The Rolling Stones define rock music. They took the blues, twisted it and stamped it with their drug-fuelled, womanising ways. Named in honour of the legendary Muddy Waters track, the Stones were conceived in 1962 and built a strong following across London. Their first recordings were soon to follow, although their song writing ability was yet to blossom. Their self-titled 1964 debut was heavy on covers, but they honed their skills over the next five years through Aftermath (1966) and the less impressive, acid-soaked Their Satanic Majesty’s Request (1967). Psychedelia was an misjudged distraction for the Stones but they returned better than ever in 1968 with their first truly seminal album.

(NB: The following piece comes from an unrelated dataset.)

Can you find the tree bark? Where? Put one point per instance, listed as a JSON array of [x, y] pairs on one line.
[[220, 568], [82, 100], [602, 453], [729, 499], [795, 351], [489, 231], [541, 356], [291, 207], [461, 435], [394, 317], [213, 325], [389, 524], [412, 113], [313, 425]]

Beggars Banquet saw a return to the music the Stones loved. Released on Decca and produced by Jimmy Miller, the blues pulsed through the needle-pricked veins of this album. Jagger and co hit the ground running, opening with the epic Sympathy for the Devil, inspired by Mikhail Bulgakov’s satirical novel, The Master and Margarita. Despite leading with such a strong track, the album doesn’t fade away.
The lonely musings and slide guitar of No Expectations, the gutsy blues of Parachute Woman and the fired-up aggression of Street Fighting Man, ensure Beggars Banquet stays strong throughout. The album winds down with Factory Girl, featuring a then unknown Ry Cooder on mandolin, and closes with Salt of the Earth. Featuring backing vocals from the Watts Street Gospel Choir, the finale was ahead of its times and proved the Stones weren’t afraid to step out and try something new.
Beggars Banquet saw the Rolling Stones reach full speed. They’d matured, found their style and weren’t going to back down. Combined with the follow ups – Let it Bleed (1969) and Sticky Fingers (1971) – this classic album helped cement their place as bona fide rock legends.